Transformers Age Of Extinction: Review
Posted on July 15, 2014
Struggling inventor Cade Yeager (Mark Wahlberg) rifles through the remains of a dusty old movie theatre. In Michael Bay’s fourth instalment to the Transformers franchise, cinema is dying and sequels are to blame. It’s a neat little jibe from Bay, whose reputation as a creator of loud, exhausting action movies riddled with bad jokes and sun drenched skin, is now branded on modern consciousness. But, with Bay’s first Transformers trilogy making over $2.7 billion at the box office, Age Of Extinction is already a guaranteed box office success. Critics might accuse him of ruining the blockbuster, but cinemas are certainly alive when Michael Bay’s movies come to town.
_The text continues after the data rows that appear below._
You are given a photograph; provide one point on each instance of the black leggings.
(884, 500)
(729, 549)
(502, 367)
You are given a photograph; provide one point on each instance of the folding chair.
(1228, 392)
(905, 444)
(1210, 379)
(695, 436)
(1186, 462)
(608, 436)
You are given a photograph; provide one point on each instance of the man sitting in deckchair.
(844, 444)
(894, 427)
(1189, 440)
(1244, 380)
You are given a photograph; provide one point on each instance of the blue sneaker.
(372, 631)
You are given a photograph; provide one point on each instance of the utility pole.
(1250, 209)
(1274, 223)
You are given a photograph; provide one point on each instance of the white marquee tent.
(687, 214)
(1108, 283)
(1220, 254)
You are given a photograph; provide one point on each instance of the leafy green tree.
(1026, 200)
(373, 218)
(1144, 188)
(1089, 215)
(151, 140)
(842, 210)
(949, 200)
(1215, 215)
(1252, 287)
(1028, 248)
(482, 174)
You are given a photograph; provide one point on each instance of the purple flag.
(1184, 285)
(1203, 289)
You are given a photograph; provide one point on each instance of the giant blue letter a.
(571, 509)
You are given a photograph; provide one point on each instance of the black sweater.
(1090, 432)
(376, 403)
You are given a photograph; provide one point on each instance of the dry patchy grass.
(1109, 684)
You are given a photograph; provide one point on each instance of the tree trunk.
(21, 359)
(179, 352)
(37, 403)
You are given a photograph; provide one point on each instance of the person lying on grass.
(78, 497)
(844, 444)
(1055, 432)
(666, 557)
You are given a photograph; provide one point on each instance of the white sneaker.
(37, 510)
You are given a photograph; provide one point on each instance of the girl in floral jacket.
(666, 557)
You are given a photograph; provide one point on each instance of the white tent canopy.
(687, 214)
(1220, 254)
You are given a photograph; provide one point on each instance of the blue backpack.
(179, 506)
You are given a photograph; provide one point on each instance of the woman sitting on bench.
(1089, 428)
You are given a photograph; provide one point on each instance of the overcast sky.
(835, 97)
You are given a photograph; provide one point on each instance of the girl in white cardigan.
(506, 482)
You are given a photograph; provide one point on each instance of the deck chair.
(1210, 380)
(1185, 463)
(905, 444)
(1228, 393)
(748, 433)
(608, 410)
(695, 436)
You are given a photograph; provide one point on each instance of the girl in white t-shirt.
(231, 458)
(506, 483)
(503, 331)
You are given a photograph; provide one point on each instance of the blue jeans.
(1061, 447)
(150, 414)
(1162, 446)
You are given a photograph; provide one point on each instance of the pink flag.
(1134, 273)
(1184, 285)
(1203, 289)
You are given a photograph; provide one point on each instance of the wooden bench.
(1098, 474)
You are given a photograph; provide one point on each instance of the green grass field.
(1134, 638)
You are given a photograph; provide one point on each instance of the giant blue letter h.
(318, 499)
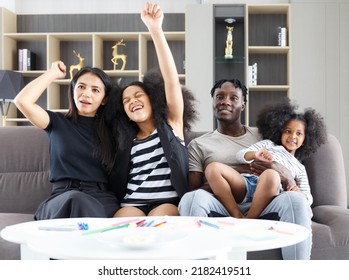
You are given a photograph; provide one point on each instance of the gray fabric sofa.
(24, 170)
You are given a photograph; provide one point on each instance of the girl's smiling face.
(136, 104)
(293, 135)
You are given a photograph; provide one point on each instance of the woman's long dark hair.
(153, 85)
(273, 118)
(104, 147)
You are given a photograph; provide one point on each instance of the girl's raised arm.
(152, 17)
(26, 99)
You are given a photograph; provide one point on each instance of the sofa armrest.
(331, 215)
(326, 174)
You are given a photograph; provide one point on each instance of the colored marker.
(209, 224)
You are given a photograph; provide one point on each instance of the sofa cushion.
(24, 169)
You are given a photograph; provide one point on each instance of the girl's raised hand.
(59, 68)
(152, 15)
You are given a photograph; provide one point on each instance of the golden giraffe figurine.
(76, 66)
(229, 43)
(117, 56)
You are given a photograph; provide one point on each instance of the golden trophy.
(229, 41)
(76, 66)
(117, 56)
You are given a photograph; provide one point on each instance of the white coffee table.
(179, 238)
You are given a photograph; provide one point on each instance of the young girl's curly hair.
(273, 118)
(153, 86)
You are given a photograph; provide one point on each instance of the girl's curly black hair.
(273, 118)
(153, 85)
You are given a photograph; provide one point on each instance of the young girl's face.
(136, 104)
(293, 135)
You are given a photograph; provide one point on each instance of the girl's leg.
(267, 188)
(227, 185)
(167, 209)
(129, 211)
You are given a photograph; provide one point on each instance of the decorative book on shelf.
(26, 60)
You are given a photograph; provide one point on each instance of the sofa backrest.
(326, 174)
(325, 170)
(24, 169)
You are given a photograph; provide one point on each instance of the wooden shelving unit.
(255, 37)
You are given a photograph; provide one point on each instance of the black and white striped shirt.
(149, 178)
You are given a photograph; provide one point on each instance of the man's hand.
(257, 167)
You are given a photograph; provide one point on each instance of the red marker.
(62, 70)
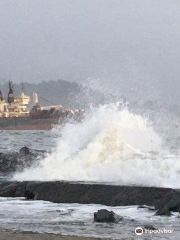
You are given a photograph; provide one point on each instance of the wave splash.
(109, 145)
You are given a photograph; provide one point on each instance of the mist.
(126, 46)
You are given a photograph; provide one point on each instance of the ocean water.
(110, 145)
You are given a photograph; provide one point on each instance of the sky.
(132, 45)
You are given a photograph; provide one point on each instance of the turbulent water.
(110, 145)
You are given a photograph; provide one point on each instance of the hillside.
(68, 94)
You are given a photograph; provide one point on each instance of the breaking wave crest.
(109, 145)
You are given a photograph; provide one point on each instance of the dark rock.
(29, 195)
(8, 193)
(104, 215)
(149, 227)
(171, 202)
(163, 212)
(147, 207)
(24, 150)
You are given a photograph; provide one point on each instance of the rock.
(8, 193)
(149, 227)
(171, 202)
(163, 212)
(29, 195)
(24, 150)
(147, 207)
(104, 215)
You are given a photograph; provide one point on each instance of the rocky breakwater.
(164, 200)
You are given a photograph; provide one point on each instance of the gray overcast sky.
(119, 41)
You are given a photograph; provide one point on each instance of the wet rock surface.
(84, 193)
(106, 216)
(164, 200)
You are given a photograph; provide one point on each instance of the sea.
(110, 146)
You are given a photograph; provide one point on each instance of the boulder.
(24, 150)
(171, 202)
(106, 216)
(29, 195)
(8, 193)
(163, 212)
(149, 227)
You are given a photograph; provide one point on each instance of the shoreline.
(85, 193)
(7, 234)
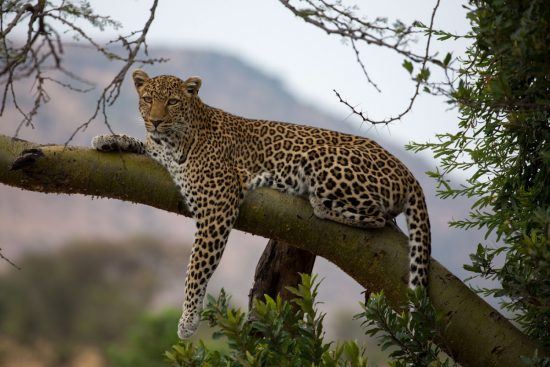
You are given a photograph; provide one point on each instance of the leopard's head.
(164, 101)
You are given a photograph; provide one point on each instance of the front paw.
(105, 143)
(187, 325)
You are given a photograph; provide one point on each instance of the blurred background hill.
(34, 224)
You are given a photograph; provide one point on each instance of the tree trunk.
(279, 267)
(476, 335)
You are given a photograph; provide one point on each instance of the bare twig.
(336, 19)
(39, 57)
(6, 259)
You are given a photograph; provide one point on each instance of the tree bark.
(279, 267)
(476, 335)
Does this Transformers movie break the mould? “I think history is about to change,” says Cade Jaeger as if ushering in Bay’s revamped cast and brand new bad guys. Decepticons are on their way out. Man made and prehistoric Transformers are in. The Transformers franchise has always delighted in writing itself in to turning points of human history, from the Moon landing to Chernobyl. Here it’s the extinction of the dinosaurs. But for all the billboards of Optimus Prime riding a metallic T-Rex there’s precious little screen time for the mechanised dinosaurs. Somewhere here is a story about creation – while humans put their faith in technology, the creator of the Transformers wants to “wipe the slate clean” – but as the action builds, any semblance of a reasonable message is buried deep beneath the rubble.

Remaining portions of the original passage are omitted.